A family of internally displaced people is pictured on September 17, 2019 in the village of Yagma near Ouagadougou. – Burkina Faso, a poor country in West Africa, has been caught in a four-and-a-half-year spiral of violence attributed to jihadist armed groups that has led to the closure of schools in the north and east of the country. Jihadist attacks have internally displaced more than 300,000 people including many children who have dropped out of school. (Photo by ISSOUF SANOGO / AFP)

Violence in Burkina Faso has caused more than a quarter of a million people to flee their homes over the last three months, the UN High Commissioner for Refugees (UNHCR) said on Friday.

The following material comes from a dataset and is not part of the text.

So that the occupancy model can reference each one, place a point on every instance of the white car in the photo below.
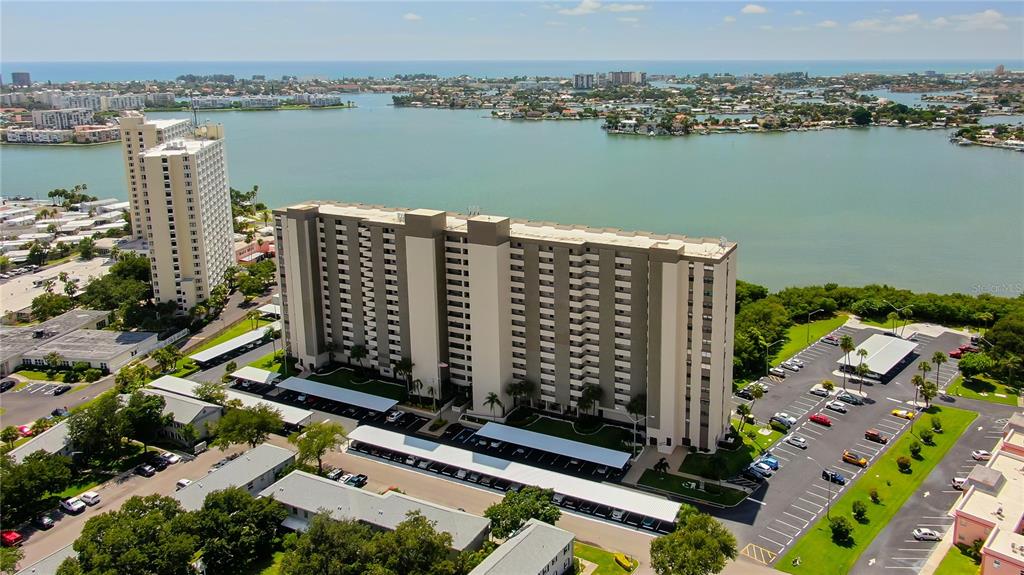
(837, 406)
(73, 505)
(797, 441)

“Some 486,000 have been forced to flee within the country, 267,000 of whom in the past three months alone. A further 16,000 are refugees in neighbouring countries,” the agency said in a statement received by AFP.

All of Burkina Faso’s 13 regions now host people fleeing violence, and around 1.5 million people are “in urgent need” of humanitarian aid, it said.


A previous estimate of the number of displaced, given by the Burkina government, put the tally at around 300,000.

The impoverished country has been grappling with a jihadist revolt since 2015 that began in neighbouring Mali.

Combining guerrilla hit-and-run tactics with road mines and suicide bombings, the insurgents have killed nearly 600 people, according to a toll compiled by AFP. Civil society groups put the tally at more than 1,000.

UNHCR spokesman Andrew Mbogori, the agency’s principal emergency coordinator, issued the statement in Geneva following a visit to Kaya, northeast of the capital Ouagadougou, and to Barsalogho, in central Sanmatenga province.

“Thousands of people are on the move, exhausted and trying to find safety among host families or at transit and official travel sites,” the UNHCR said.

“Many have been repeatedly displaced. The prospects for their immediate return to where they come from are poor.

“As a result, their needs and those of host families, already vulnerable by food and nutrition crises in the region, are growing. Women and adolescent girls face particular threats given that health and other essential services are lacking.”